2004 Denver Annual Meeting (November 7–10, 2004)

Paper No. 7
Presentation Time: 3:00 PM


WIEBE, R.A., Department of Earth and Environment, Franklin and Marshall College, Lancaster, PA 17604-3003, WOBUS, R.A., Department of Geology, Williams College, Williamstown, MA 01267 and HAWKINS, D.P., Dept of Geology & Geography, Denison Univ, Granville, OH 43023, bob.wiebe@fandm.edu

The Keck Geology Consortium, with help from NSF, supported four summer research projects on Silurian bimodal plutonic-volcanic complexes on the Maine coast between 1993 and 2002. These projects involved the authors as project leaders and a total of 32 undergraduates from 13 different liberal arts colleges.
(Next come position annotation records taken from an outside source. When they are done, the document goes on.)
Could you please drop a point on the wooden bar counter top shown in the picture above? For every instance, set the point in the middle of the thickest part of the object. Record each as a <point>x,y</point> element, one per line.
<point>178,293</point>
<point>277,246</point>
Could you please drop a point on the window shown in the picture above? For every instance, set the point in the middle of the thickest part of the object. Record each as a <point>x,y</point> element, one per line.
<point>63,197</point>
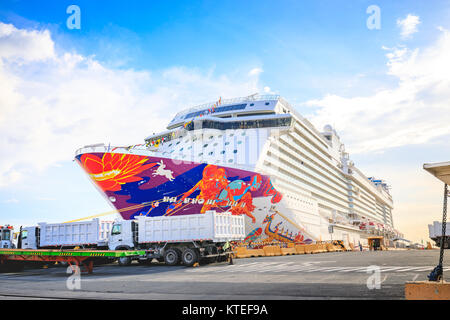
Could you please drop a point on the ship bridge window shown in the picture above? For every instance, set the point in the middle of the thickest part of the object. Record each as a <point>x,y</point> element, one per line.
<point>216,110</point>
<point>117,229</point>
<point>245,124</point>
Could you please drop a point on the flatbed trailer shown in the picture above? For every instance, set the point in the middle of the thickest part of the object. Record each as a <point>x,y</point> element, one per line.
<point>79,258</point>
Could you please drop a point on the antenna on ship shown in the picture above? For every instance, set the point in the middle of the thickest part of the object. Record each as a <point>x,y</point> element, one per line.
<point>252,96</point>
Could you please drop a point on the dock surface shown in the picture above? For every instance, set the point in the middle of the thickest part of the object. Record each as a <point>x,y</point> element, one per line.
<point>334,275</point>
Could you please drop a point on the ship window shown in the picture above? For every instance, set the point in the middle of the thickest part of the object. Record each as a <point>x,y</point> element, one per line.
<point>117,228</point>
<point>245,124</point>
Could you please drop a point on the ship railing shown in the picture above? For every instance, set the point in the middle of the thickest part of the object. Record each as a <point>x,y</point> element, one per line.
<point>101,148</point>
<point>255,97</point>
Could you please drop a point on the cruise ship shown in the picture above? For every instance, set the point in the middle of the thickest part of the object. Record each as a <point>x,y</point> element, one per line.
<point>254,156</point>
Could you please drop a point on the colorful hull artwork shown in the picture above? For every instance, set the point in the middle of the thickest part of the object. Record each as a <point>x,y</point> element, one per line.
<point>152,186</point>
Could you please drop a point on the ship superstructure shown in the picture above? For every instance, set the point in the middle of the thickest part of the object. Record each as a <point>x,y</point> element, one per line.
<point>253,156</point>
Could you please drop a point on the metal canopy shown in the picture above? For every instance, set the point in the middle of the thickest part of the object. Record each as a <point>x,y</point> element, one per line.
<point>440,170</point>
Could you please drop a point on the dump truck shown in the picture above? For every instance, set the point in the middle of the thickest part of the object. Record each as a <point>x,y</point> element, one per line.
<point>92,234</point>
<point>178,239</point>
<point>6,237</point>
During each four-week project the students completed fieldwork, cut rocks for thin sections and wrote research proposals. Nearly all students completed a formal senior thesis over the following academic year.

The field areas proved ideal for a wide range of interconnected process-oriented field problems. After preliminary reading and 2-3 days of field trips, the group identified a list of key problems, and students chose projects from the list. Fieldwork was supported by about 20 visiting geologists from the students’ home institutions, research institutions, and the Maine Geological Survey. Each student completed careful fieldwork, acquired petrographic and geochemical data and then described and analyzed those results in a senior thesis. The year-long projects culminated in late Spring at a symposium where all students presented the results of their research. Extended abstracts were published in a proceedings volume.
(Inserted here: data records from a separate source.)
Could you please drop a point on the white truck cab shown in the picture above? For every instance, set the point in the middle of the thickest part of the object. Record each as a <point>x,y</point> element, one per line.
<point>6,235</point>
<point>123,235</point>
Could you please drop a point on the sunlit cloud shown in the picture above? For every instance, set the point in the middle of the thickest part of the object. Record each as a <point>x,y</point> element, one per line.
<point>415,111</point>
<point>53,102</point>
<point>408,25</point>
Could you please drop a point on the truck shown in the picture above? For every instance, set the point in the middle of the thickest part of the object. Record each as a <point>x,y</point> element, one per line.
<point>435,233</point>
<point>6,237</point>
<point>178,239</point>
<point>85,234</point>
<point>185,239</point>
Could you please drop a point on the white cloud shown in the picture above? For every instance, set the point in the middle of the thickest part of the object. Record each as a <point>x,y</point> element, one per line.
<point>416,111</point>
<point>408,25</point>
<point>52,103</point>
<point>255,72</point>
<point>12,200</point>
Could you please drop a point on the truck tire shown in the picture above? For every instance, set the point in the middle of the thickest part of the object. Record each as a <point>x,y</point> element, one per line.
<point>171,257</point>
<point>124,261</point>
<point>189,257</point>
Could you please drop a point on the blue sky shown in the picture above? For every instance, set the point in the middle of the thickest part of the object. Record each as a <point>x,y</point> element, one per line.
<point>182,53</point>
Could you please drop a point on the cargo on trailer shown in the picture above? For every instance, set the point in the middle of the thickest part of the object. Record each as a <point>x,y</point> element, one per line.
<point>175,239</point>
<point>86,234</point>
A case has often been made that these types of programs provide valuable experience for faculty at small colleges and for undergraduates, especially those who pursue graduate studies or become professional geologists. However, we think these programs can also provide rich opportunities for high quality research. Although student projects only rarely reached a level ready for publication, the resulting set of observations and analytical databases were later integrated into powerful data sets that addressed a complex set of inter-related magmatic processes. The observations and data from these four Keck projects resulted in numerous abstracts, 13 journal articles involving 12 different students as coauthors, and led to three field trips (GSA, NEIGC, Hutton) and a GSA Field Forum. In addition, the projects chosen by students, supported by the involvement of faculty from other institutions, broadened the research topics far beyond the expertise of the project leaders. As a result we recognized and pursued many promising research topics that we might never have identified.